Civic leaders urge tolerance in wake of bombings
Groups fear prospect of attacks on Muslims
Since the Sept. 11 terrorist attacks, Mohammed A. Arafa, director of the Islamic Society of Annapolis, has received more than 200 phone calls. Two of them were threatening.
But now that U.S. military forces have begun bombing, some Anne Arundel County community leaders are bracing for what they fear will be a more violent backlash against Americans of Middle Eastern descent.
"I think it's just a matter of time," Michael J. Keller, coordinator of Anne Arundel Peace Action, said at a news conference yesterday at Stanton Community Center in Annapolis. About a dozen local civic and religious leaders gathered at the center yesterday to urge support for the 2,000 members of Anne Arundel County's Muslim population, and for people of Middle Eastern descent living in Anne Arundel and throughout the nation.
"Discrimination against and persecution of those who are, or look like they might be, Muslims or have an Arab background is totally unacceptable, and we must speak out against such actions as often as we can," said Rabbi Robert G. Klensin of Temple Beth Shalom. "Today, especially, just 24 hours since the bombing began, I fear that this discrimination may increase."
In Anne Arundel County, community leaders said they are worried about the possibility of hate groups forming to target people of Middle Eastern descent.
There is no evidence that such a hate group has formed, Keller said. But, he said, "I am fearful a hate group will look at this situation and take advantage of people's fears and anger."
Keller pledged to reactivate an anti-hate network of "people of conscience" at the first sign that a hate group has targeted people of Middle Eastern descent.

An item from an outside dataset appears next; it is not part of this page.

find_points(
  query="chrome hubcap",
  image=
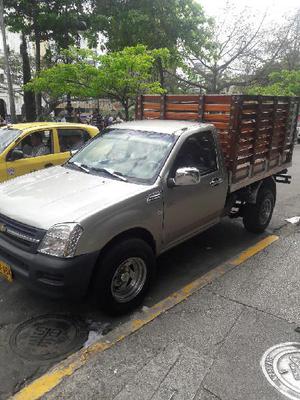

The network was formed five years ago as a means of organizing expressions of ethnic and racial harmony in the face of acts of hatred, Keller said.
At yesterday's conference, leaders including Katie Hammer, president of Anne Arundel Council of Community Services and Richard W. Kommers of the Annapolis Bahai community, spoke about peace and nondiscrimination. Some in the group, including one woman from a Quaker congregation, said that nonviolence is the best response.
So far, the backlash against Anne Arundel County residents of Middle Eastern descent has been limited to nasty comments and threatening phone calls, according to community leaders.
But, the leaders said, the incidents are nonetheless disturbing.
Fahima Vorgetts of Annapolis, who fled Soviet invaders in Afghanistan in 1979 and became an American citizen in 1997, told The Sun that two days after the terrorist attacks, a taxi driver noticed her dark skin as she crossed Maryland Avenue toward her import shop, a block from the State House, and screamed obscenities at her. Frightened by the incident, she called police.
Since then, Vorgetts says, she has received nasty e-mails from people who don't distinguish between the Taliban and the people who have committed their lives to fighting against them, as she has.
Arafa said yesterday one caller seemed to expect that he would be celebrating the Sept. 11 attacks. Arafa said the anonymous caller said: "We hate you. We will laugh in the end. Go away. Leave our country."
However, Arafa said, "As much as it hurt, I have to look on the positive side. I received two such calls. I received 200 more of support."